La impertinente e inveterada pretensión humana de querer capturar el aprendizaje dentro de un soporte no es ni mucho menos nueva. Así por ejemplo, en 1587 Everard Digby publicó De arte natandi, una obra en dos volúmenes sobre la práctica de la natación. Es fácil imaginar el éxito tan solo relativo de la obra, considerando en primer lugar que el libro fue escrito en latín y no se tradujo al inglés hasta ocho años después. En segundo lugar, y pese a que la obra pretendía ser práctica y debido a ello incluía varias ilustraciones, contemplándolas se aprecia a simple vista la ingenuidad de la propuesta. Es altamente improbable que nadie aprenda a nadar con un libro, de la misma manera que no se puede aprender a arar la tierra con un esquema, o aprender a auscultar sin practicarlo.

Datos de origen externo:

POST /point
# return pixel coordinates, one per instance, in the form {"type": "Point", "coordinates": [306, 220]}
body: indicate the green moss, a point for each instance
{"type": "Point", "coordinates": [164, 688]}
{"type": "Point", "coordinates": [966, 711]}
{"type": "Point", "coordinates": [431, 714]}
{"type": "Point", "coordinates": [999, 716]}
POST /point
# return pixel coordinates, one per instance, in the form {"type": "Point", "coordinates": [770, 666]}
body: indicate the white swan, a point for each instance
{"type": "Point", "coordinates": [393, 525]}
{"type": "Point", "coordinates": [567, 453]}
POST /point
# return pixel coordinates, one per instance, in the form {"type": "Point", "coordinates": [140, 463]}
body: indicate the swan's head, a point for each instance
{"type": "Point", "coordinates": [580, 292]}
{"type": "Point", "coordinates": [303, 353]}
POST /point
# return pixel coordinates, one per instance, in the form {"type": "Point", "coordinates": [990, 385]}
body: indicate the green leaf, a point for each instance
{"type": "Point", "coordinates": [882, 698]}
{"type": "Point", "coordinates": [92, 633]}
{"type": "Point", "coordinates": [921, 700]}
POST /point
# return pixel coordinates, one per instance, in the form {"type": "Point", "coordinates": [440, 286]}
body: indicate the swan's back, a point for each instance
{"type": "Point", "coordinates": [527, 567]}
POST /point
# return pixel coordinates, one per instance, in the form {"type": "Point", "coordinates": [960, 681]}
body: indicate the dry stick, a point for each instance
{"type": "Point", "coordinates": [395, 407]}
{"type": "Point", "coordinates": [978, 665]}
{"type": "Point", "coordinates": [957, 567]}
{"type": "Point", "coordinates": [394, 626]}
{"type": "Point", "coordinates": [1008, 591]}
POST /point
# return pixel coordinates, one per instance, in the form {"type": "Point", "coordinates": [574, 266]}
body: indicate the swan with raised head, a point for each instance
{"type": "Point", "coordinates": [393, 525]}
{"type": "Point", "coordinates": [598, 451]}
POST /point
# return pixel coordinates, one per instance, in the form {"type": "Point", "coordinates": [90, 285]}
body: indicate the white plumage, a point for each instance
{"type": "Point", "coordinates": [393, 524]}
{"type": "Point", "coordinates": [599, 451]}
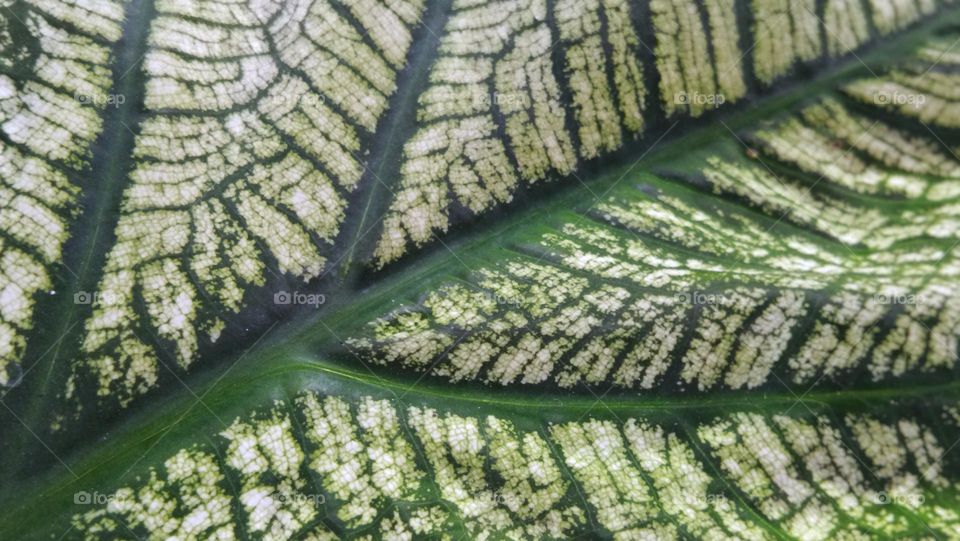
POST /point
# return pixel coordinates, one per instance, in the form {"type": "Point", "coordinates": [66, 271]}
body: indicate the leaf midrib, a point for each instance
{"type": "Point", "coordinates": [347, 312]}
{"type": "Point", "coordinates": [92, 234]}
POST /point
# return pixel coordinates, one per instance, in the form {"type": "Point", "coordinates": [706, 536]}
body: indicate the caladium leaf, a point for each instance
{"type": "Point", "coordinates": [732, 314]}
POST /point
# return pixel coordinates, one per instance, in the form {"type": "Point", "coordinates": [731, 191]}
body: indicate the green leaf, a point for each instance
{"type": "Point", "coordinates": [569, 269]}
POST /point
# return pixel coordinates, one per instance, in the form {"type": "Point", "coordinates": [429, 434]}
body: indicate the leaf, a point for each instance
{"type": "Point", "coordinates": [714, 325]}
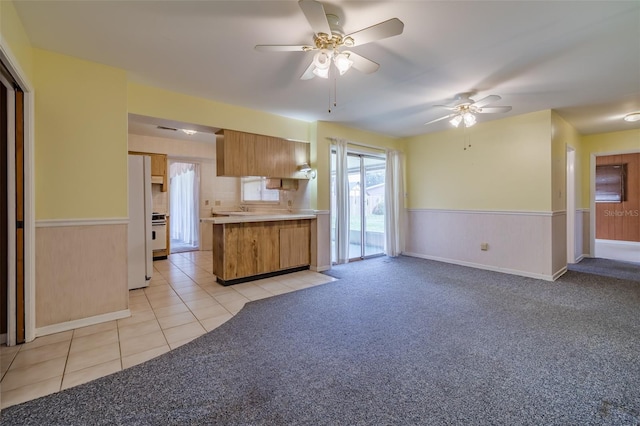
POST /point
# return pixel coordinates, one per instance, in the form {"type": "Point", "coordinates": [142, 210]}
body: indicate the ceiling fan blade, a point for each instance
{"type": "Point", "coordinates": [363, 64]}
{"type": "Point", "coordinates": [308, 73]}
{"type": "Point", "coordinates": [314, 12]}
{"type": "Point", "coordinates": [379, 31]}
{"type": "Point", "coordinates": [282, 48]}
{"type": "Point", "coordinates": [438, 119]}
{"type": "Point", "coordinates": [486, 101]}
{"type": "Point", "coordinates": [494, 109]}
{"type": "Point", "coordinates": [450, 108]}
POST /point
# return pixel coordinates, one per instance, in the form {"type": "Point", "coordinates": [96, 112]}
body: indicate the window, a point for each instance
{"type": "Point", "coordinates": [610, 183]}
{"type": "Point", "coordinates": [254, 190]}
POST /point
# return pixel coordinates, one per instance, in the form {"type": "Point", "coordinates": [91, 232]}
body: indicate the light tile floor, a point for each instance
{"type": "Point", "coordinates": [182, 302]}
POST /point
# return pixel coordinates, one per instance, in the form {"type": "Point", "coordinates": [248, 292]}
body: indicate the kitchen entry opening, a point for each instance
{"type": "Point", "coordinates": [366, 211]}
{"type": "Point", "coordinates": [184, 204]}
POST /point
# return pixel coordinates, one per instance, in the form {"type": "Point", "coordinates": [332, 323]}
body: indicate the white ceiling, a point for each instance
{"type": "Point", "coordinates": [579, 58]}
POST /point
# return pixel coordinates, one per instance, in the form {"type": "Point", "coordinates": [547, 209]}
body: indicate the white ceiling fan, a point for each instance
{"type": "Point", "coordinates": [329, 39]}
{"type": "Point", "coordinates": [464, 109]}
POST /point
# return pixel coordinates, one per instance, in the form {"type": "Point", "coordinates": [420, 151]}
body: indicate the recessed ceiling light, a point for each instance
{"type": "Point", "coordinates": [634, 116]}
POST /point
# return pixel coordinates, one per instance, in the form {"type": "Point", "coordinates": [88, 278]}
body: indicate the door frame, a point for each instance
{"type": "Point", "coordinates": [363, 221]}
{"type": "Point", "coordinates": [571, 204]}
{"type": "Point", "coordinates": [10, 62]}
{"type": "Point", "coordinates": [592, 193]}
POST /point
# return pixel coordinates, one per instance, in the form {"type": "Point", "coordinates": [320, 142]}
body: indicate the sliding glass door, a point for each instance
{"type": "Point", "coordinates": [366, 175]}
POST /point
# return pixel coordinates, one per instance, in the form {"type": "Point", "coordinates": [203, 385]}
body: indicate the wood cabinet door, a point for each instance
{"type": "Point", "coordinates": [294, 245]}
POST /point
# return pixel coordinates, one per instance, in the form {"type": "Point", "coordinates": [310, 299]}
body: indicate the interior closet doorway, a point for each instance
{"type": "Point", "coordinates": [12, 207]}
{"type": "Point", "coordinates": [366, 209]}
{"type": "Point", "coordinates": [184, 206]}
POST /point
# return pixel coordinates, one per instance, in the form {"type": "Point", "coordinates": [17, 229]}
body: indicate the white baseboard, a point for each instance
{"type": "Point", "coordinates": [626, 251]}
{"type": "Point", "coordinates": [83, 322]}
{"type": "Point", "coordinates": [490, 268]}
{"type": "Point", "coordinates": [320, 268]}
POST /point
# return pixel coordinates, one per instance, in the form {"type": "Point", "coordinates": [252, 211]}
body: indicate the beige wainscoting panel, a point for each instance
{"type": "Point", "coordinates": [81, 272]}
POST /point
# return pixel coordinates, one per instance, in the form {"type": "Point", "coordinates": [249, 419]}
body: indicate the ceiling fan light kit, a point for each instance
{"type": "Point", "coordinates": [329, 39]}
{"type": "Point", "coordinates": [465, 109]}
{"type": "Point", "coordinates": [632, 117]}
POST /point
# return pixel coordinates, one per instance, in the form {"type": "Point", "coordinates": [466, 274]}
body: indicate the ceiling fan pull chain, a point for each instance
{"type": "Point", "coordinates": [335, 90]}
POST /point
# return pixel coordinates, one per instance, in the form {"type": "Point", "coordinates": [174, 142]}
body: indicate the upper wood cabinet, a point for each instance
{"type": "Point", "coordinates": [159, 169]}
{"type": "Point", "coordinates": [248, 154]}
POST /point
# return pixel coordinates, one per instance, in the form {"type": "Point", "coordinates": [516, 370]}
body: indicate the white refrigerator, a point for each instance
{"type": "Point", "coordinates": [140, 261]}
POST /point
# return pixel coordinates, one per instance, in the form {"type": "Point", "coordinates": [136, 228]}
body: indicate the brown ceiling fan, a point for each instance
{"type": "Point", "coordinates": [329, 41]}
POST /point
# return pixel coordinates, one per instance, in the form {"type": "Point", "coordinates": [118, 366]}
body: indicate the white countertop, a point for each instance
{"type": "Point", "coordinates": [242, 217]}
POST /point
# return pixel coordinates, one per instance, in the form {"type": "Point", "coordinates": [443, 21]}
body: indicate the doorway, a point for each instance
{"type": "Point", "coordinates": [184, 203]}
{"type": "Point", "coordinates": [366, 210]}
{"type": "Point", "coordinates": [571, 206]}
{"type": "Point", "coordinates": [12, 219]}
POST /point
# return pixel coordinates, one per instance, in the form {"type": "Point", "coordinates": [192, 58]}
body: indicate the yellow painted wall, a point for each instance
{"type": "Point", "coordinates": [625, 141]}
{"type": "Point", "coordinates": [15, 38]}
{"type": "Point", "coordinates": [80, 138]}
{"type": "Point", "coordinates": [154, 102]}
{"type": "Point", "coordinates": [564, 134]}
{"type": "Point", "coordinates": [507, 167]}
{"type": "Point", "coordinates": [321, 148]}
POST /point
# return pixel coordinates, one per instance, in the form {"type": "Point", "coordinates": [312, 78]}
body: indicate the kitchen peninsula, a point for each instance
{"type": "Point", "coordinates": [249, 246]}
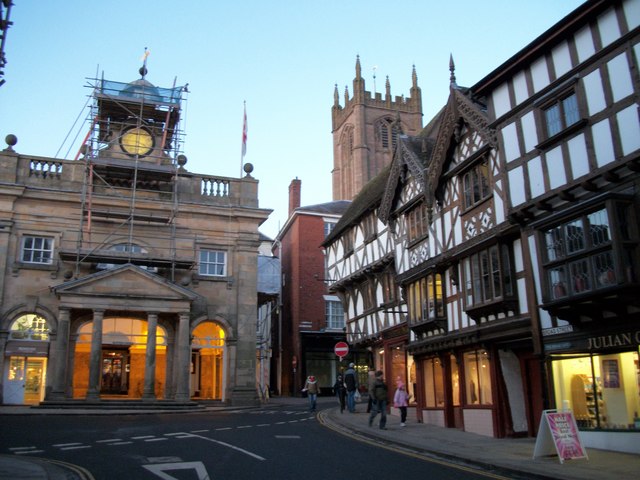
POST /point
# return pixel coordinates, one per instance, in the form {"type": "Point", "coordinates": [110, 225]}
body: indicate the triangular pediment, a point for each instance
{"type": "Point", "coordinates": [460, 109]}
{"type": "Point", "coordinates": [123, 285]}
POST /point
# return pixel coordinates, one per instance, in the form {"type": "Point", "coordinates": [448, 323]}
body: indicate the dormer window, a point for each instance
{"type": "Point", "coordinates": [475, 184]}
{"type": "Point", "coordinates": [417, 223]}
{"type": "Point", "coordinates": [561, 114]}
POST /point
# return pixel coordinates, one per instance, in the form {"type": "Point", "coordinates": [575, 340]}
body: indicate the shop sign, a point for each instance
{"type": "Point", "coordinates": [557, 330]}
{"type": "Point", "coordinates": [558, 435]}
{"type": "Point", "coordinates": [625, 339]}
{"type": "Point", "coordinates": [26, 348]}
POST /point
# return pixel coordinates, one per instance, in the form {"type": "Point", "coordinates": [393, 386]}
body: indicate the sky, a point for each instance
{"type": "Point", "coordinates": [283, 58]}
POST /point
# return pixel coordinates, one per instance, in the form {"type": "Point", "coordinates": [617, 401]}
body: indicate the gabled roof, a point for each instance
{"type": "Point", "coordinates": [460, 106]}
{"type": "Point", "coordinates": [368, 199]}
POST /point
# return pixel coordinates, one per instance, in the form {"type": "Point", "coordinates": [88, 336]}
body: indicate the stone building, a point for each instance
{"type": "Point", "coordinates": [124, 276]}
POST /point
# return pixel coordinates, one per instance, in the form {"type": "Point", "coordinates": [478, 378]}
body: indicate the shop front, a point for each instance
{"type": "Point", "coordinates": [596, 375]}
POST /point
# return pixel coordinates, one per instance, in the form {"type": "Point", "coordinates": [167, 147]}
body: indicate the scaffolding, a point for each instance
{"type": "Point", "coordinates": [132, 155]}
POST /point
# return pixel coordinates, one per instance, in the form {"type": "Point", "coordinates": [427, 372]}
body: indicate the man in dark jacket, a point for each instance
{"type": "Point", "coordinates": [380, 395]}
{"type": "Point", "coordinates": [351, 381]}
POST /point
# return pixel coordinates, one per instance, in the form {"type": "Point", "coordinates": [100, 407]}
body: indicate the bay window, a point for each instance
{"type": "Point", "coordinates": [591, 251]}
{"type": "Point", "coordinates": [477, 377]}
{"type": "Point", "coordinates": [426, 299]}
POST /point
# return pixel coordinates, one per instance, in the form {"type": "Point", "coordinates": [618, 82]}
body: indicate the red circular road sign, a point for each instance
{"type": "Point", "coordinates": [341, 349]}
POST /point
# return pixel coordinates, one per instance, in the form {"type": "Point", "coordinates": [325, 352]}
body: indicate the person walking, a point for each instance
{"type": "Point", "coordinates": [401, 401]}
{"type": "Point", "coordinates": [371, 379]}
{"type": "Point", "coordinates": [351, 381]}
{"type": "Point", "coordinates": [380, 395]}
{"type": "Point", "coordinates": [340, 391]}
{"type": "Point", "coordinates": [313, 389]}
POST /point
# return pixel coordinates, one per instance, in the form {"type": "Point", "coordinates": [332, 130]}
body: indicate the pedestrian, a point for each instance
{"type": "Point", "coordinates": [351, 382]}
{"type": "Point", "coordinates": [313, 389]}
{"type": "Point", "coordinates": [380, 394]}
{"type": "Point", "coordinates": [401, 401]}
{"type": "Point", "coordinates": [340, 391]}
{"type": "Point", "coordinates": [371, 379]}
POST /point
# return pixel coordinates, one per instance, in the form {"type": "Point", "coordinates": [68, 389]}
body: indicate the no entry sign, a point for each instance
{"type": "Point", "coordinates": [341, 349]}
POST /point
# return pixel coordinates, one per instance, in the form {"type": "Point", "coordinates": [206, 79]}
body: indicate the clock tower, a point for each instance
{"type": "Point", "coordinates": [136, 121]}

Sin embargo, en determinadas áreas de conocimiento, como es el caso de las competencias empresariales, aún se sigue obrando con la ingenuidad que contiene De arte natandi. Nadie duda de que determinados conceptos se puedan conocer leyendo, o que determinada información se pueda transmitir en un vídeo. Es más, es incluso posible que el germen de una actitud se pueda propagar a través de medios telemáticos. Sin embargo, esa no es la cuestión. La cuestión es si se puede aprender a diseñar una verdadera estrategia, a desarrollar a otras personas o a tomar decisiones importantes con esos procedimientos, por bien producidos que estén, al igual que bien decoradas estaban las ilustraciones de Digby.

La kindelización del aprendizaje es ese fenómeno, hoy tan extendido como algunos virus, según el cual se sigue pensando que el conocimiento y las competencias son entidades capturables y almacenables. Y a ello se añade el embrujo de un entorno donde el esfuerzo se ha descremado, casi evaporado.

A finales del siglo pasado imperó en la formación el paradigma de la superespecialización. Con independencia de sus virtudes, provocó grandes silos y vasos incomunicantes en las empresas que causaron ineficiencias en las fronteras entre departamentos. Es difícil predecir aún el impacto que tendrá la kindelización del aprendizaje sobre la productividad de los profesionales y la estrategia de las empresas. Seguramente algo se ganará, y seguramente también algo se perderá. Quizá el efecto más singular en el terreno de la formación es que los cambios son tan lentos que, en el fondo, cada generación desconoce lo que ha ganado. Aunque también ignora lo que ha perdido.